Page:Villiers de L’Isle-Adam - Derniers Contes, 1909.djvu/297

La bibliothèque libre.
Cette page n’a pas encore été corrigée

À la trouble lueur de mon luminaire et les yeux de plus en plus voilés par le vin d’Espagne, j’aperçus, vaguement une chambre d’auberge ordinaire. Celle-ci était plus longue que large. — Au fond, entre les deux fenêtres, une massive armoire à glace, importée là d’occasion — et par hasard, sans doute, — nous reflétait, la mulâtresse et moi. Une cheminée sans pendule, à paravent.

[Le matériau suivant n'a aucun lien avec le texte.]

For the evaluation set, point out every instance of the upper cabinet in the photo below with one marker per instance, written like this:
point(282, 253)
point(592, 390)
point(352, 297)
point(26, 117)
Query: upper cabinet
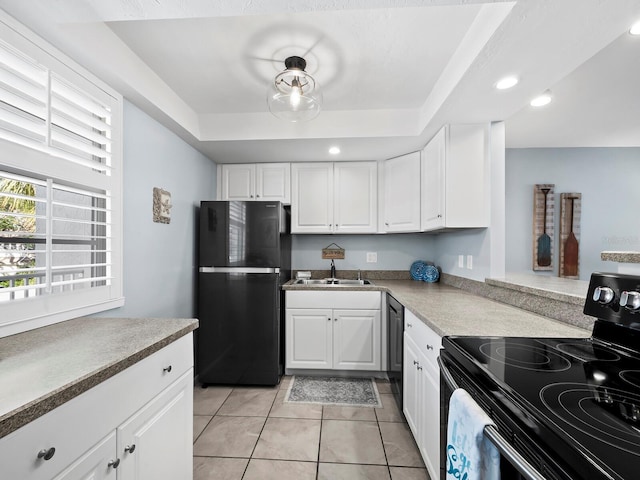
point(454, 179)
point(334, 197)
point(255, 181)
point(401, 209)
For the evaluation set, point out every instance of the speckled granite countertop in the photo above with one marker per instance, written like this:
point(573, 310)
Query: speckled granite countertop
point(621, 257)
point(43, 368)
point(452, 311)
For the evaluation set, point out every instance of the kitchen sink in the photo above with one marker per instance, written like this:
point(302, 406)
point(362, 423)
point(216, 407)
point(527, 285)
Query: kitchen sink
point(331, 281)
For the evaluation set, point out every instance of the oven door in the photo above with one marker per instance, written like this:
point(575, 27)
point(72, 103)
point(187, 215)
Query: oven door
point(513, 466)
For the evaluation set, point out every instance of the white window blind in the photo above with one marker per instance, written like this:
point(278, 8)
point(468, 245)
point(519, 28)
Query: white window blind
point(60, 187)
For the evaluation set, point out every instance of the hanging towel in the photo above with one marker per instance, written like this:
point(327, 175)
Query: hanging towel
point(470, 455)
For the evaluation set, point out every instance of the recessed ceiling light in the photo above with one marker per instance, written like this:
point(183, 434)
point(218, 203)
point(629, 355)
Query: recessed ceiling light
point(507, 82)
point(541, 100)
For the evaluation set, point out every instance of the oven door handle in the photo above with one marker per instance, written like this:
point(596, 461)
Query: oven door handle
point(491, 432)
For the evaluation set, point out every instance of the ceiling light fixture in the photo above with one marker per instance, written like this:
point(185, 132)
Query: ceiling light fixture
point(506, 83)
point(294, 95)
point(541, 100)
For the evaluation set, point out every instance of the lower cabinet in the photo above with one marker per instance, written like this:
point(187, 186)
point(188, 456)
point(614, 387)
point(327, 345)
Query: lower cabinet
point(421, 389)
point(333, 338)
point(135, 425)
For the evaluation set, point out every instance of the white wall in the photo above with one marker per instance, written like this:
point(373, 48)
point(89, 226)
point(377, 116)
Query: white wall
point(160, 259)
point(395, 251)
point(609, 180)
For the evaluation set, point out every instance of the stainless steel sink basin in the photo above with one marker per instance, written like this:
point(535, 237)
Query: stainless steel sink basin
point(332, 281)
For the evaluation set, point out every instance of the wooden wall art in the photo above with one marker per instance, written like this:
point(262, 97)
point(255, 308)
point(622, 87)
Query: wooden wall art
point(543, 208)
point(570, 209)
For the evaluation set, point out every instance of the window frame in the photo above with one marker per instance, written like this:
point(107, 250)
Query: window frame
point(25, 314)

Une chaise de paille, auprès du lit, dont le chevet touchait l’ouverture de la porte.

Pendant que je donnais un tour de clef, l’enfant dont les pas, aussi surpris que les miens par cette insidieuse et absurde ivresse, chancelaient quelque peu, se jeta sur le lit, tout habillée. Elle avait laissé en bas sur la table, son tambour de basque et son éventaire. Je posai le chandelier sur la chaise. Je m’assis sur le lit, auprès de cette rieuse fille, qui, la tête sous l’un de ses bras, semblait déjà presque endormie. Un mouvement que je fis pour l’embrasser m’appuya la tête sur l’un des oreillers. Je fermai les yeux malgré moi. Je m’étendis, tout habillé aussi, auprès d’elle et très vite, sans m’en apercevoir, — il n’y eût pas à dire — je tombais dans un profond et bienfaisant sommeil.

Vers le milieu de la nuit, réveillé par une secousse indéfinissable, je crus entendre, dans le noir (car la bougie s’était consumée pendant mon repos), un bruit faible, comme celui du vieux bois qui craque. Je n’y accordai que peu d’attention : cependant, j’ouvris les yeux tout grands dans l’obscurité.